West Meets Eastern Civics

by Nicholas Henkey — on  , 


We are going to investigate the concept of civic duty. Many of us (including me) become frustrated when we receive a dreaded Jury Summons. One of the things that we forget about these old-fashioned systems is that they are critical to the system we live in. The core assumption of our governance is based on the idea that the state should be constrained in its powers and that localized structures ought to be responsible for local matters. Most citizens were not intended to have direct contact with the federal government.

…only a virtuous people are capable of freedom. As nations become corrupt and vicious they have more need of masters.

Benjamin Franklin

Anglo Style Civics

Civic duty ties into our colonial roots. Even before the founding of the United States, most of the population were adventurous frontier-types and radical Christians. There is some overlap between the two in both populations, demographically and philosophically. We’re going to focus on the philosophy of these groups here.

The philosophical advantage of both Christians and adventurers is that they look after each other. Biblically, we have stories like “The Good Samaritan” that enforces the idea that you should help those in need, even if they are your bitter enemies. On the frontier, you must tow your weight or else someone in your group will die; the fewer people alive in your group, the more vulnerable you are to animals, the elements, or marauders. Both of these philosophical frameworks enforce a sense of duty and were immortalized in terms like “militia” and institutions such as the jury system for justice.

Small collectives and accountable communities enforce virtue and morality very well. We no longer live in small towns and instead live as atomized hermits in mega metropolises. Times are changing.

Cultural Degradation

How It Was

The United States is a very different country than it used to be. Technological modernity encourages specialization, and specialization encourages large international cities. You can easily see that simpler societies force people to be more generalized in their responsibilities. Generalists can operate as militia-men, police officers, firefighters, and sometimes even as lawyers:

  • A cobbler can help put out fires
  • The blacksmith will sometimes help build a barn
  • Politicians will restrain a crazed gunman using nothing but a cane (Andrew Jackson)

Unfortunately for city dwellers, more generalized lives are usually more fulfilling. Specialists frequently feel like there is something missing from life and engage in selfish surrogate activities to fill the gaps. These specialties and surrogate activities are often useless in emergencies, where low-tech is king.

How It Is

Loss of generalization and civic responsibilities is a dangerous form of cultural decay. We find the problem illustrated in disasters during the first decades of the 21st century. During most of these disasters, people wanted to help but were unable:

  • After the towers fell in 2001
  • When Katrina flooded New Orleans
  • In the wake of Hurricane Harvey’s flooding of Louisiana

Civilians in these situations frequently served as greater liabilities than assets to emergency responders. To emergency responders, this was a particular tragedy because they would have appreciated qualified helping hands.

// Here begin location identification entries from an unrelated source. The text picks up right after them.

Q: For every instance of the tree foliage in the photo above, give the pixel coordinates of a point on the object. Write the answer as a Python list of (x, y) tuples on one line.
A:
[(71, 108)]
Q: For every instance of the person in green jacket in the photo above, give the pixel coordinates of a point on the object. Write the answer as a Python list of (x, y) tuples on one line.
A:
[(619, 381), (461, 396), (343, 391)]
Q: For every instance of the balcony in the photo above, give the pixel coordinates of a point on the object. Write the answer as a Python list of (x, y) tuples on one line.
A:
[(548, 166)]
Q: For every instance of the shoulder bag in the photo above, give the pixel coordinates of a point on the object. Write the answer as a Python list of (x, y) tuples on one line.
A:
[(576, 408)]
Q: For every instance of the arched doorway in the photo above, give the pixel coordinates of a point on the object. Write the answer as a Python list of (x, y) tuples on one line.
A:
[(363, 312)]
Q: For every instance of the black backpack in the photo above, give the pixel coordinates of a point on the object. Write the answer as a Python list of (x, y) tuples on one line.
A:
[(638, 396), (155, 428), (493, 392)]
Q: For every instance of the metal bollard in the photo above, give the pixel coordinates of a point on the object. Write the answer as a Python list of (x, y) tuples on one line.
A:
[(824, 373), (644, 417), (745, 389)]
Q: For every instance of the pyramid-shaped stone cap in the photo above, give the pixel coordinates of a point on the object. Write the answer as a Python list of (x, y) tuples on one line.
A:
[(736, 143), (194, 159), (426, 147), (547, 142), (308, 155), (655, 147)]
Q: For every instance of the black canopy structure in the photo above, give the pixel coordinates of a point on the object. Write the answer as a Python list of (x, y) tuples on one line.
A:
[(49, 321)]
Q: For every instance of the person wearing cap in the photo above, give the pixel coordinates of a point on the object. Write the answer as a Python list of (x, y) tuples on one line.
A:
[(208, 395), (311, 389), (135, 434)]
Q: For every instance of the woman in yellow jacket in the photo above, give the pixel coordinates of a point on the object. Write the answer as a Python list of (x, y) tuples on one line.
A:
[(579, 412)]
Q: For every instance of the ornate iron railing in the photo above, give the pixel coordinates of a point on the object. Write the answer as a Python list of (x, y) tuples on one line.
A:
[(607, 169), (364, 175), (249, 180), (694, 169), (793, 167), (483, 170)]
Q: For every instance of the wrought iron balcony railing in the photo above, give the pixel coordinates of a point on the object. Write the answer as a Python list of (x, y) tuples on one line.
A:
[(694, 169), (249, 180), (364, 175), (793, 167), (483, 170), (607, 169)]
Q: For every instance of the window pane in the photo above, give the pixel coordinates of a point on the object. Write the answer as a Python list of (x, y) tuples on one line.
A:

Reinvigoration By Outside Cultures

Reflecting back to my mid-20’s, I had a conversation with a Geologist. Upon asking what the most dangerous volcano in the world is, he said: “Mount Vesuvius” (which killed thousands in the Roman era). This was surprising to me because Tokyo is a larger city built next to a bunch of active volcanoes. His response struck me, “Tokyo will be fine because we are very good at predicting eruptions and they have very detailed evacuation plans, Visuvious has one bridge and no plan.”

A few weeks ago I did a training with CERT (Community Emergency Response Team) San Diego and they gave us a little history lesson that ties civic duty and cultural cross-pollination together. In the 1980s, the city of Los Angeles saw natural disasters around the world and realized that even moderate earthquakes can overwhelm the specialists they love to depend on. They looked for a system that actually works… which they found in Tokyo.

  • Q: So what made Japan so special?
  • A: In Japan, everyone in the community has a role to fill. They are generalists that can fill the role of firefighter, paramedic, policeman, or militiaman.

This was the detailed plan that the geologist spoke of. It’s not so much that Japan has detailed plans that make them strong; rather, the citizens feel responsible for their neighbors and nation. This is a characteristic that is rare in Western nations but is making a small comeback in the USA. We had to look to our friends overseas to reignite this spark of civic duty.


We have made a lot of progress and life is great right now, but nothing gold can stay. At some point we need to address our fundamental weakness as a civilization; we assume that someone else can solve our problems. There are certainly problems we cannot solve, but there are problems we can solve that we are ignoring. If we take care of the little things, it makes the specialists all the more effective when they are needed.

As a final aside regarding the Japanese. I just finished listening to the first 3 episodes of the “Supernova in the East” podcast by Dan Carlin and think that there may be a good reason why the Japanese held on to their cultural cohesion. When the West made contact with them in the mid-1800s, they were still in a feudal stage of development. In a certain way, I think this may have kept them closer to their roots as a society, allowing them to put more faith in their neighbors. This faith in the community was Western culture’s strong suit beginning with the Greek tradition circa 500 BCE when they defeated the mighty Persian Empire but has taken a back-seat during our prosperous era.